Anyway, I was in a suddenly minimalist mood that morning, and the thought of using even my 30-mpg car to drive 120 miles to pick up a big dirty chunk of Cadillac bumper gave me pause. Fourteen dollars worth of fuel, 20 pounds of carbon dioxide spewed into the air. All to put another ancient (but very swanky, you must admit) gas-guzzler back on the street.

I went out to the garage and looked at my two streetbikes, a KTM 950 Adventure and a Suzuki DR650. The KTM averaged about 42 mpg and the Suzuki about 52. There was a luggage rack on the Suzuki, but it was relatively small and narrow.

The KTM had a luggage rack and wide factory saddlebags that looked like a pair of conga drums. Surely, a long section of Cadillac bumper might lie comfortably across the rack and those bags.

So I threw six kinds of bungee cord and a cargo net into one saddlebag, pulled on my warmest jacket and left for Dodgeville.

And, when I got there, the bumper section fit perfectly across the saddlebags, sticking out only a few inches on either side. It was a big, boomerang-shaped piece of chrome that looked like an airfoil. I decided to flip it upside down, going for down-force rather than lift. Denny pointed out that I’d probably get arrested for doing wheelies all the way home.

As it turned out, I made the return trip without legal or aerodynamic incident. An odd-looking load, but it worked.

I think I’m going to be making a few more trips like this in the coming summer months.

Normally, I ride a bike all summer anyway. The car stays parked unless the weather’s awful or I have to carry some similarly large object. Or we have to pick up another couple to go see The World’s Fastest Indian again.

But, this summer, it’s going to stay parked more often.

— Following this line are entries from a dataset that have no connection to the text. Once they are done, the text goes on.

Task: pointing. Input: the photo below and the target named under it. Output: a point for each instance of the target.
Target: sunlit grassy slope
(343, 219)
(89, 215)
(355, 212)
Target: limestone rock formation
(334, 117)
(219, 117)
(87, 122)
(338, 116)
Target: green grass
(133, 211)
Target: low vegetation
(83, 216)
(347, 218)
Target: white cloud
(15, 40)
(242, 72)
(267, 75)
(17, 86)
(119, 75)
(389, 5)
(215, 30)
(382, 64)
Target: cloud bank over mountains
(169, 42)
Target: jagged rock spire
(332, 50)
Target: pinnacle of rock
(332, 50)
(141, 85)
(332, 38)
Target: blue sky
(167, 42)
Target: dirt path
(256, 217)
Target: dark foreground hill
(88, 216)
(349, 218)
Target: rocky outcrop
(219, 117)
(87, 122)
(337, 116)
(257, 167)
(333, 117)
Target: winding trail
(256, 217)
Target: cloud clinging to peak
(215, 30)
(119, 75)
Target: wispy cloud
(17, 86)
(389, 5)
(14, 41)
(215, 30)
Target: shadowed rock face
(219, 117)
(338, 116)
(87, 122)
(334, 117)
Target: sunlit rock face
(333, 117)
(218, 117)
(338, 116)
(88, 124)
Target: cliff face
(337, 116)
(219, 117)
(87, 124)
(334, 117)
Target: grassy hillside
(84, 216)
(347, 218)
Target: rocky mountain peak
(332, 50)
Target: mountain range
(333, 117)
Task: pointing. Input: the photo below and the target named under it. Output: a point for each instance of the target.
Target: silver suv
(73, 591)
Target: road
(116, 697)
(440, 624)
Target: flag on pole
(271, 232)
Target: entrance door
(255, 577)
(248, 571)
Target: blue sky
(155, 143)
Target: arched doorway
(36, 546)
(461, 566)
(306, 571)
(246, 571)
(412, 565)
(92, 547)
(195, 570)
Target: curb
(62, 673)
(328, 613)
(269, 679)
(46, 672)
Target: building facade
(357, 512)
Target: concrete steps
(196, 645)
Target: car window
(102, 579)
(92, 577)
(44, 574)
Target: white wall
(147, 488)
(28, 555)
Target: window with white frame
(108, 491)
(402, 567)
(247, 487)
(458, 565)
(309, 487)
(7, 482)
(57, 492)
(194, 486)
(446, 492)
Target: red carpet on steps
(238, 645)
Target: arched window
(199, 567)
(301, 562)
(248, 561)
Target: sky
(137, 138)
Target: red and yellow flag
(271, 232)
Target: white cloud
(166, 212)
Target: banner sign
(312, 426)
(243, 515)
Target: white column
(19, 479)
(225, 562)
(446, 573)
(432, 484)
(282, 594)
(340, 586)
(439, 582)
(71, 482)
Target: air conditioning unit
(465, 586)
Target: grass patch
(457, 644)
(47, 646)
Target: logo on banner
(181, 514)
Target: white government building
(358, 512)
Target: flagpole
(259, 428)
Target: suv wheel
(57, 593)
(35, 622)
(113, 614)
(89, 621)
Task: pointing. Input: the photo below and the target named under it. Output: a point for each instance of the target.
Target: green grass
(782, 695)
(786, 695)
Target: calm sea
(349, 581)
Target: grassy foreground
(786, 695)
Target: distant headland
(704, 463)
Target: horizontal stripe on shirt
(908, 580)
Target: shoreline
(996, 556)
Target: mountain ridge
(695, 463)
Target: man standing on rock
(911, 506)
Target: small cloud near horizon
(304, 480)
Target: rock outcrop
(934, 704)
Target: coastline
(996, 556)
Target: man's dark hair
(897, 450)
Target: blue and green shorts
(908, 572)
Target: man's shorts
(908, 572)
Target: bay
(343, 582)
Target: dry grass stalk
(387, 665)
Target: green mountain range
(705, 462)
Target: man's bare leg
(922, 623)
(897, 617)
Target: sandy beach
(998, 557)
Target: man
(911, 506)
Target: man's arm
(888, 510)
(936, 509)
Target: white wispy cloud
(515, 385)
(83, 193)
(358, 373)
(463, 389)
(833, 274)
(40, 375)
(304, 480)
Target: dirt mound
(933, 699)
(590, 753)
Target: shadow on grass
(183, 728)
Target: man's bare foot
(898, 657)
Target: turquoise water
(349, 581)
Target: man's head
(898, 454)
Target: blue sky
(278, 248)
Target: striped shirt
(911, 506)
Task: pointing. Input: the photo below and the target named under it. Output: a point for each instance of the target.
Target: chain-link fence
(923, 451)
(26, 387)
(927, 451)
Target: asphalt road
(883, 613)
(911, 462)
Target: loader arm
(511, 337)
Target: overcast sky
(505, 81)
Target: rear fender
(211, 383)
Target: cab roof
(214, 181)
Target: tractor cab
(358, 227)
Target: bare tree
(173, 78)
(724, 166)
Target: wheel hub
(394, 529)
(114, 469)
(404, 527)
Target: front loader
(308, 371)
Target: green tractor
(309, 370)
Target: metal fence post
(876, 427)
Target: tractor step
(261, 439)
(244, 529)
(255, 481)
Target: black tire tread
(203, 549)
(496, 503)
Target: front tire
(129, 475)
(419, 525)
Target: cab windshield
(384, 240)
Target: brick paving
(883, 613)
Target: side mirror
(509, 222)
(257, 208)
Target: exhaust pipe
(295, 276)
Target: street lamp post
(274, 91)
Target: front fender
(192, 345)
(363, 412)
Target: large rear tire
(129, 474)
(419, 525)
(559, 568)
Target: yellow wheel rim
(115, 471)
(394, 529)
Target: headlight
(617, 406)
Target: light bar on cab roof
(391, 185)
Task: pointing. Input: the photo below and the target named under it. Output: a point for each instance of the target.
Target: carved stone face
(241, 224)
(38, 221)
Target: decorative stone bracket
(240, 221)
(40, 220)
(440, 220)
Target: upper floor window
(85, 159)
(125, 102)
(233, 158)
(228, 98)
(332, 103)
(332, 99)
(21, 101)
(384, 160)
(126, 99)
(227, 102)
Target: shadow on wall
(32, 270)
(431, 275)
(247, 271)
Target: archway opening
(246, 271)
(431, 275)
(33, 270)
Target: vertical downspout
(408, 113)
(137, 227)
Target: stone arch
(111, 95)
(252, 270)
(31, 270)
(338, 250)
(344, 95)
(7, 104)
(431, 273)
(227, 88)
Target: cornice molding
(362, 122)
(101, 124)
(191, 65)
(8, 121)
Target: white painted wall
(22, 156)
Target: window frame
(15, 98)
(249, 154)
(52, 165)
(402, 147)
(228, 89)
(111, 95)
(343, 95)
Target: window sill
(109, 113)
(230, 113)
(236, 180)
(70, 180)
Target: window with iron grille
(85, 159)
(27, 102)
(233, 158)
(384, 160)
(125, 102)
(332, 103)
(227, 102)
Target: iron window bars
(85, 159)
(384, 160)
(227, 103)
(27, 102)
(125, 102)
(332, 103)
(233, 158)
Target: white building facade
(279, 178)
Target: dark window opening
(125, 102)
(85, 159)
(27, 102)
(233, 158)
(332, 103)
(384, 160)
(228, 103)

Fuel, I guess, is the tipping point. It’s the thing that will encourage me to ride when I previously might have been doubtful about the weather, too lazy to put on all that protective gear or just too uninventive to lash down a weird and awkward load.

At Cycle World, we get lots of unusual photos submitted for our backpage Slipstream, and occasionally someone sends a humorous snapshot from a foreign country-generally in Asia-showing an immense burden of some kind being carried on a motorcycle. Usually the bike is a Honda 50 or 90, and it’s buried under enormous bags of rice or stacks of firewood, or carrying a chest of drawers or a plate-glass window. A little bike, doing big work.

I have a couple of pictures like this myself, buried somewhere in my slide collection from Vietnam. One shows a family of six on a Honda 50, and the other is a snapshot of a Honda Super 90 pulling five or six bicycles down the highway, all linked with rope.

Traditionally, we’ve chuckled over these pictures, but they’re starting to seem not so funny to me any more.

Instead of laughing, I’m beginning to take a closer look, to see exactly how they’ve tied everything down.

I’m also looking at their bikes and wondering why I ever sold my old 50cc Honda Cub with its 150-mpg-plus mileage. It would be ideal now for running into town when I just need to mail a package or pick up a quart of milk.

I guess I should head into the city and buy a new battery for my neglected Honda Spree scooter-the one I rescued from the town dump a few years ago. Think I’ll take the DR650 and haul the new battery on the luggage rack. It’s a sunny 75 degrees today, perfect for a ride.

Also, the slight amount of fuel saved might help atone for driving that Cadillac home from the body shop.

It’s a wonderful thing when desire and virtue collide. Almost never happens.